Bad Moms [2016] is the raunchy comedy for all the mothers who just can’t catch a break. This latest R-rated summer laugh-fest tells the story of a suburban mom who, despite her unwavering efforts to balance her fragile family life, is always left holding the short end of the stick. Bad Moms stars Mila Kunis, Kathryn Hahn, Kristen Bell, Christina Applegate, and Jada Pinkett Smith; and is directed by Jon Lucas and Scott Moore.

Girls rule: Demonstrating to a much funnier degree than July’s other female-dominated film (hint: it rhymes with roast dusters), Bad Moms is a total riot from start to finish. What it lacks in storytelling prowess, it makes up in droves on the powerhouse gut-busting performances of Kathryn Hahn and Kristen Bell. This is not to say Mila Kunis is not funny. In fact, she herself gets many moments to make us burst into laughter. That being said, Hahn, in particular, infuses total relish into every line, transcending what could have been throwaway gross-out gags into hilariously relatable rants and memorable quickfire dialogue. Filling their antagonistic roles with particular gusto, Christina Applegate and Jada Pinkett Smith both represent the non-existent “perfect moms” counterpoint to Kunis’, Hahn’s, and Bell’s “bad moms.”
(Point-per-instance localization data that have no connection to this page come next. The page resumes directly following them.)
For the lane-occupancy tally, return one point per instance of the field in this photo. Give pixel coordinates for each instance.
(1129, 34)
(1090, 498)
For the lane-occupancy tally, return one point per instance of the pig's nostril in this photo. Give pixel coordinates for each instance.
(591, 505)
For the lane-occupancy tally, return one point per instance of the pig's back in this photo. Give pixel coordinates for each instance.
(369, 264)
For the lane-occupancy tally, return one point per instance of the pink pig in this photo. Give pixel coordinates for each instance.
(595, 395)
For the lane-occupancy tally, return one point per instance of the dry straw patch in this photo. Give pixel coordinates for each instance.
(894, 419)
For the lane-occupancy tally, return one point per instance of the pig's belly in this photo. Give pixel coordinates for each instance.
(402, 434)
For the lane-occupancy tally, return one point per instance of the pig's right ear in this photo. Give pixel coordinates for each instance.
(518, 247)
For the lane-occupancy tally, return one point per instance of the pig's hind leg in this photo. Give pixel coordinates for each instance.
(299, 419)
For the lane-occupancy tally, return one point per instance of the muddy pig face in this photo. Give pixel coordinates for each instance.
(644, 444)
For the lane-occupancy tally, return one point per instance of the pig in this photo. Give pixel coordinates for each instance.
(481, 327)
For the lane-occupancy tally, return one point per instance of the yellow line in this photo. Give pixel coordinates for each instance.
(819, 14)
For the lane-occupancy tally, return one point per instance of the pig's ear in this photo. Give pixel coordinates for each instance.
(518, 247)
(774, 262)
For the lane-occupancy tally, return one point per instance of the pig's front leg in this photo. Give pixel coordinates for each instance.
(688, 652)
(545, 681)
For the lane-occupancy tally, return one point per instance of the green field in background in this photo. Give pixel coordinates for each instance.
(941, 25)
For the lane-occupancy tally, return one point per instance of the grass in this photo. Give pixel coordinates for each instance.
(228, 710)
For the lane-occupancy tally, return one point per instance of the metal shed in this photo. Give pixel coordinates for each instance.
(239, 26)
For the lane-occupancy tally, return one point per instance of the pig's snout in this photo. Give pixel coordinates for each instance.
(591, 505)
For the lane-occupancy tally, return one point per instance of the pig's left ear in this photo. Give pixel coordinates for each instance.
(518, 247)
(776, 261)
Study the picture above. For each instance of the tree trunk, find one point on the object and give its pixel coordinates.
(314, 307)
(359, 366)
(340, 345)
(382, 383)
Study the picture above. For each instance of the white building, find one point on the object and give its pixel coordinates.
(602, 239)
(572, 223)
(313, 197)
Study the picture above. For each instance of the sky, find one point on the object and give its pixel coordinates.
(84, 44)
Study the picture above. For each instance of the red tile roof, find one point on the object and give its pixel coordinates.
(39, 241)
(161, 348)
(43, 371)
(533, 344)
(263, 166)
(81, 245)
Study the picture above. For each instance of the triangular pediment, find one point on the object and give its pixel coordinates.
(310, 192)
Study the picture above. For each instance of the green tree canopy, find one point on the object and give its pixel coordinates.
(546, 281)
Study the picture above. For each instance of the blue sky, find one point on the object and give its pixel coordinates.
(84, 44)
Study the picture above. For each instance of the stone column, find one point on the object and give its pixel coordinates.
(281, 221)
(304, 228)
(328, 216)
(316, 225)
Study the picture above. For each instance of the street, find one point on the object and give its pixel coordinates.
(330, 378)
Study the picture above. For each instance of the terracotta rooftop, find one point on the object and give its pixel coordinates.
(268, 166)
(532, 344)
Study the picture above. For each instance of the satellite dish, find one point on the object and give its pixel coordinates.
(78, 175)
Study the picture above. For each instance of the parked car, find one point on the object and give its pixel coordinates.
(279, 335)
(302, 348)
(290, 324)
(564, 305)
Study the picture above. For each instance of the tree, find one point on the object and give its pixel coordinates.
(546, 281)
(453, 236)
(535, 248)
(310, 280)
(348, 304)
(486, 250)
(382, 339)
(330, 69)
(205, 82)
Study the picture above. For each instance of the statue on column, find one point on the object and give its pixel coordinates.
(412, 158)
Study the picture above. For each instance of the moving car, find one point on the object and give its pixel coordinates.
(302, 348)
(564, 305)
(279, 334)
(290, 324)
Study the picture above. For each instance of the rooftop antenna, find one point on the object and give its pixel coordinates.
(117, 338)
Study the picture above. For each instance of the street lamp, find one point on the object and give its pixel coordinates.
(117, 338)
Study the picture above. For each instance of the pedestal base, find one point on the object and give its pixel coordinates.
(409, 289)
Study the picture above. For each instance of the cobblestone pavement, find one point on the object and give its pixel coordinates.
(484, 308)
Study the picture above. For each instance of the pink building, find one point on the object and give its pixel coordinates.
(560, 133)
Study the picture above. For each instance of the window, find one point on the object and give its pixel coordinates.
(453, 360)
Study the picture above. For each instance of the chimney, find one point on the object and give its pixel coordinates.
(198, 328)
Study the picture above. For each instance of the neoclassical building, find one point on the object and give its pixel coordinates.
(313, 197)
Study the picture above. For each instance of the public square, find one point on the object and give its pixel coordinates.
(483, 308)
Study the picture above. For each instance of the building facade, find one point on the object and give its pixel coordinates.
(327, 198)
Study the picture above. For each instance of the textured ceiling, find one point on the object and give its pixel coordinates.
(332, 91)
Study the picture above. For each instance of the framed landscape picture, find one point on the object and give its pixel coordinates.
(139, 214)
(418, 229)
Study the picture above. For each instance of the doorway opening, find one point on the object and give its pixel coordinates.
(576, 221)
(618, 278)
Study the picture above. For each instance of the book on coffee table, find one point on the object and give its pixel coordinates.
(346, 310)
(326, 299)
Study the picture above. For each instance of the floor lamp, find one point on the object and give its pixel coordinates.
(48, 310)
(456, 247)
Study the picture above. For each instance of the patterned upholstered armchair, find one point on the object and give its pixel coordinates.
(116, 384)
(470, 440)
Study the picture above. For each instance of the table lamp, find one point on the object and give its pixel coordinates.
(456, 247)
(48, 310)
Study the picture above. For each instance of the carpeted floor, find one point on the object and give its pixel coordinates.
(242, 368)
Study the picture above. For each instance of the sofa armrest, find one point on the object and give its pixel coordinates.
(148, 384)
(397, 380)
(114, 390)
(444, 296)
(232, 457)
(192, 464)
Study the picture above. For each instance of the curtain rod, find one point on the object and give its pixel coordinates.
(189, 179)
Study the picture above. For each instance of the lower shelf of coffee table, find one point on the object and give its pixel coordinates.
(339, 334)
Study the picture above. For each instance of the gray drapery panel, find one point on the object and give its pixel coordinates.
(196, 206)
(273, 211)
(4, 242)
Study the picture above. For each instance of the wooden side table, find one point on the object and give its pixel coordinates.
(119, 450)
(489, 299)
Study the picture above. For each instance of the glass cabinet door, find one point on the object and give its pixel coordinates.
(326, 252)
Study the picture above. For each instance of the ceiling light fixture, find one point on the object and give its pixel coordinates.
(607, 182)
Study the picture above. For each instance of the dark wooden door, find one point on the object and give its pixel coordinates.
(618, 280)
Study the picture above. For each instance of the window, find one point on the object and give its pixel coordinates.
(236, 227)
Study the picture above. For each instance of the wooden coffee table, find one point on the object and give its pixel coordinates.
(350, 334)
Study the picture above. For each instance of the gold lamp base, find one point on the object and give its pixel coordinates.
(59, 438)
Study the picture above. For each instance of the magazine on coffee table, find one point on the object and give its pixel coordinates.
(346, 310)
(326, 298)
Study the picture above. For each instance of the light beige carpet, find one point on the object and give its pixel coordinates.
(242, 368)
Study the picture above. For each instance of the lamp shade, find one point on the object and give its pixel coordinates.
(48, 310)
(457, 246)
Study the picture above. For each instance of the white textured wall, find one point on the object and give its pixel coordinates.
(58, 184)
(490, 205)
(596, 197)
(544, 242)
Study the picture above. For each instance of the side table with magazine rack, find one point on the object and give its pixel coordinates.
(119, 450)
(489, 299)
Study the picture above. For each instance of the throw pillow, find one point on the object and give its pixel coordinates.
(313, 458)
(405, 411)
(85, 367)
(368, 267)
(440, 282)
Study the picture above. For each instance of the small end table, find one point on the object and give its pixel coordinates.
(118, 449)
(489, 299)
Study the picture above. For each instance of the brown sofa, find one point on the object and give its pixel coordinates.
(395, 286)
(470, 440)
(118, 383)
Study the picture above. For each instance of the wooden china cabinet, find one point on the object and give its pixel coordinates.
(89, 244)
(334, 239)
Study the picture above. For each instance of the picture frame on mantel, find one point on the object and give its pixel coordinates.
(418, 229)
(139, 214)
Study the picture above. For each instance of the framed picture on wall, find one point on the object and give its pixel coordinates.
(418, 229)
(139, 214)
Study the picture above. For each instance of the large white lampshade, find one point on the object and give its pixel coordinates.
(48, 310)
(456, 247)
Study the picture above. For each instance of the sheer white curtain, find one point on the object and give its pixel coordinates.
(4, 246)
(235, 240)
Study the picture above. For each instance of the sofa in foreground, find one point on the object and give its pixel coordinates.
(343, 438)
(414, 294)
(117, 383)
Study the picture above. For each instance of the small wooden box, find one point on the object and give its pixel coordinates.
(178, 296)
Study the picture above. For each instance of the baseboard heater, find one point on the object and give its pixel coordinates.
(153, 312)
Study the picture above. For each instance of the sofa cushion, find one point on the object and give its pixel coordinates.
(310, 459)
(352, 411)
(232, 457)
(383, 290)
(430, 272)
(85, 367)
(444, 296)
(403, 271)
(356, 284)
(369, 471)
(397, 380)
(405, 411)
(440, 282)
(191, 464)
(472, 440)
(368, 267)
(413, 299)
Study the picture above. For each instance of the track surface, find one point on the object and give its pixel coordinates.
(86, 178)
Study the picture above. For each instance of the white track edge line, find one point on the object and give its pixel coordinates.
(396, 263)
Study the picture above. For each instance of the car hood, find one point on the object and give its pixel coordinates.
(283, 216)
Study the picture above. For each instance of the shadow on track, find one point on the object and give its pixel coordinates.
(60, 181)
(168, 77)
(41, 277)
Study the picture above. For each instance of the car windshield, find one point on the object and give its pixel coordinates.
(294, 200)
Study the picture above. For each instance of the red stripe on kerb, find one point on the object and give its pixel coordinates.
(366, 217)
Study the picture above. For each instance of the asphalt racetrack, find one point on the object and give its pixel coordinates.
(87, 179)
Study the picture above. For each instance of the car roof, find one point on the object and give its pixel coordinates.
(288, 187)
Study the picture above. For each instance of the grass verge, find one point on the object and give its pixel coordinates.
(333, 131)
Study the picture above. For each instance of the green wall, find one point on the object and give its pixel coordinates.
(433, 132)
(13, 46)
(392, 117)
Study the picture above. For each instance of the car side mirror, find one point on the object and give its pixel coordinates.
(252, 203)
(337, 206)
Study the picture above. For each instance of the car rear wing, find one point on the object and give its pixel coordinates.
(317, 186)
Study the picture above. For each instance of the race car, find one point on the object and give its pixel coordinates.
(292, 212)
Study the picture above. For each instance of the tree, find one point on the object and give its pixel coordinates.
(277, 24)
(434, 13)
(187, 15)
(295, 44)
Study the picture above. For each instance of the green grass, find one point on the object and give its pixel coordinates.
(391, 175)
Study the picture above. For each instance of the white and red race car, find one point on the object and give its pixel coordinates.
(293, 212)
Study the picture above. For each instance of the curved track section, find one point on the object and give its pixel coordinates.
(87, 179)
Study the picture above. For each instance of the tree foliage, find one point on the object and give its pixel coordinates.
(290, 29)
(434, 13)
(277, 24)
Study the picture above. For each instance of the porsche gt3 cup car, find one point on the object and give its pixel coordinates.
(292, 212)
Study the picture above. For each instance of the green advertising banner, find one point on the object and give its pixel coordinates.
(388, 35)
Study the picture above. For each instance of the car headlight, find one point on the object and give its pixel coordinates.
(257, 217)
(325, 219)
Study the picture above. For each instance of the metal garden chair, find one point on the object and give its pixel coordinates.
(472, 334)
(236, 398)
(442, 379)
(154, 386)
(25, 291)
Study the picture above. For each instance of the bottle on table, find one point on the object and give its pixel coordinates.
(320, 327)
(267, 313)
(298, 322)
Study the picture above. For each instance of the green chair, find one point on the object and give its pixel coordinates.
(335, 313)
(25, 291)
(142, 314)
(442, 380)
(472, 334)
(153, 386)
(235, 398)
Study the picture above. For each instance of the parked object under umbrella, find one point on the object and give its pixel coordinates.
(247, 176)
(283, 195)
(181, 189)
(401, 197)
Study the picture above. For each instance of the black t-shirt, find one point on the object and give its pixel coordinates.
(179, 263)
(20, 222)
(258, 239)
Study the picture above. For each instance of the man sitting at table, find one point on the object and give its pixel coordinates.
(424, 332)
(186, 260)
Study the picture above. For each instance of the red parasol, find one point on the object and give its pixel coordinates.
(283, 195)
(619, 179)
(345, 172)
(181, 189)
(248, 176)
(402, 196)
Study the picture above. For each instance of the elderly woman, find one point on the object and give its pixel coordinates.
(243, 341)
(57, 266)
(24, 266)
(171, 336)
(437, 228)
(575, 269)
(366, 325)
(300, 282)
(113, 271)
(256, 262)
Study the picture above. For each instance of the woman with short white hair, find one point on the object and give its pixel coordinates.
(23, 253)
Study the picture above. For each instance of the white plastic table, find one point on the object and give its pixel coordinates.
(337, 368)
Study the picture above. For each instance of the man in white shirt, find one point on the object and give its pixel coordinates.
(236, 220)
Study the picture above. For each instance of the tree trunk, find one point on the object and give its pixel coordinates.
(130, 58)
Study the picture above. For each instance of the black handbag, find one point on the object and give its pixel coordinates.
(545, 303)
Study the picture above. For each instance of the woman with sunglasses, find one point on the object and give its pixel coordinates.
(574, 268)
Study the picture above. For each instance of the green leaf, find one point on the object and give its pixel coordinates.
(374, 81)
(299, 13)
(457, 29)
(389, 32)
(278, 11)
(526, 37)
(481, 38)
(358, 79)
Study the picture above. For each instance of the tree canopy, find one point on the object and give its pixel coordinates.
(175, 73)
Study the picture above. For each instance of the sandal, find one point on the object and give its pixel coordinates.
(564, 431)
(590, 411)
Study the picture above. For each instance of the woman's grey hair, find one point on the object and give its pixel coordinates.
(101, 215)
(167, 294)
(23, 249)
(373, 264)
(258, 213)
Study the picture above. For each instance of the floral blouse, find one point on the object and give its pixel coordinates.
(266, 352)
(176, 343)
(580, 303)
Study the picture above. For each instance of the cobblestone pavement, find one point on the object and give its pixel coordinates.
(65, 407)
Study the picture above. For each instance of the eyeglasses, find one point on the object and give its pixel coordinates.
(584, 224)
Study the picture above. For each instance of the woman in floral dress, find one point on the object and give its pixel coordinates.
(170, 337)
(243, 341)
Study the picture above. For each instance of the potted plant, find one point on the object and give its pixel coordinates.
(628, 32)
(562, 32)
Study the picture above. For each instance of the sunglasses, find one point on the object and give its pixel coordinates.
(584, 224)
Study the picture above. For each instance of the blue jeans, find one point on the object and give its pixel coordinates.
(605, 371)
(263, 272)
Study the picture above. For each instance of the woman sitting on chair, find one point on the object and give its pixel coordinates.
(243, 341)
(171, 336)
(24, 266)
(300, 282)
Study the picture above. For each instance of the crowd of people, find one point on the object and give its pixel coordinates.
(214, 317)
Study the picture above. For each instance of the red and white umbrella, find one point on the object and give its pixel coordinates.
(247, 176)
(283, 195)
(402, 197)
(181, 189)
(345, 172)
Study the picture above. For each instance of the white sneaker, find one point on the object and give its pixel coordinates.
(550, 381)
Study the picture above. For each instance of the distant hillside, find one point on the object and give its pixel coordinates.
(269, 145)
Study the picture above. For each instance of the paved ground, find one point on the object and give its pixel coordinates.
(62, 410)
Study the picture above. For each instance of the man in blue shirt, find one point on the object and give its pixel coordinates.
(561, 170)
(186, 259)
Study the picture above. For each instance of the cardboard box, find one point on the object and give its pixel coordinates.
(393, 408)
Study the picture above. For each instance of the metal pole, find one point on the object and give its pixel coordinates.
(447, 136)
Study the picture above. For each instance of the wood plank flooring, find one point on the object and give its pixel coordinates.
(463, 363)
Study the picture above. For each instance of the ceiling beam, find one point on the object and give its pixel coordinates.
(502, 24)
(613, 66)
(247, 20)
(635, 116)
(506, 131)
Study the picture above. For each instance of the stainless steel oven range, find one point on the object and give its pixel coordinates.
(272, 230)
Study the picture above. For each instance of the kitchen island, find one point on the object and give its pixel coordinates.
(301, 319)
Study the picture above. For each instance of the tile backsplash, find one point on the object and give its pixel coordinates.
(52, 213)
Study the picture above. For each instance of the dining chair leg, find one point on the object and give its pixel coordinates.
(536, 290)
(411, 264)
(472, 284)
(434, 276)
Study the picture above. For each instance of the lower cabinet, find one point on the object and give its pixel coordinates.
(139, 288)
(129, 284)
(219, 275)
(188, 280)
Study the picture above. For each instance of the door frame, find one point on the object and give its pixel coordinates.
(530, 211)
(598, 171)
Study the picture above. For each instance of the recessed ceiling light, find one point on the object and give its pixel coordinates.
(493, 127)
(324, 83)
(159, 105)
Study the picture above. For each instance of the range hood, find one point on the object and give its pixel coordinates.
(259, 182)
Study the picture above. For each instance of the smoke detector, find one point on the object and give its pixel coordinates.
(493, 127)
You have no power over me: As a statement on both motherhood and feminism, Bad Moms hits both its marks. The film gives a determined middle-finger to slut-shaming and a delightfully funny response to gender roles. As with Ghostbusters, most men in this film are portrayed as incompetent, misogynistic, shallow, or just plain stupid. Some may take issue with this, but in response, I will defer to every raunchy male-dominated comedy in which women have been reduced to sexist stereotypes and male-pleasing nudity. In the long run, a more equality-driven approach to cinema may be better, but for now, women have more than earned a laugh at the expense of insecure “meninists” and misogynists.

The Shallows: On this point, Bad Moms finds a significant dip in quality. The storytelling is serviceably entertaining at its best and disappointingly sloppy at its worst. The film thrives on its humor and relatability, but when it attempts to get serious, the tonal shift feels not only forced, but jarring. Even worse, these scenes bring the film’s rapid paced humor to a screeching and jolting halt. Random in nature and degrading to the story structure, these scenes fail to inspire any real emotional reaction because of not only their uncommitted briefness but also for their confusing placement within the script. In the end, the film ends on a sour note. Suffice it to say that the worst endings are the ones where every side plot resolves itself without outside influence.

A flawed but hilarious summer movie:  Whether you’re a mother, a single man, a single woman, Bad Moms will definitely make you laugh, even if not leaving you totally fulfilled. It is a shame that the writing, which was so bitingly sharp on the dialogue wasn’t nearly as much so on things like pacing and story structure. Regardless, I recommend Bad Moms and story aside, it is the funniest film I have seen this year thus far.

Boasting sharp dialogue and hilarious performances from its female cast, Bad Moms is a vulgar summer comedy that brings the laughs, even if not much else.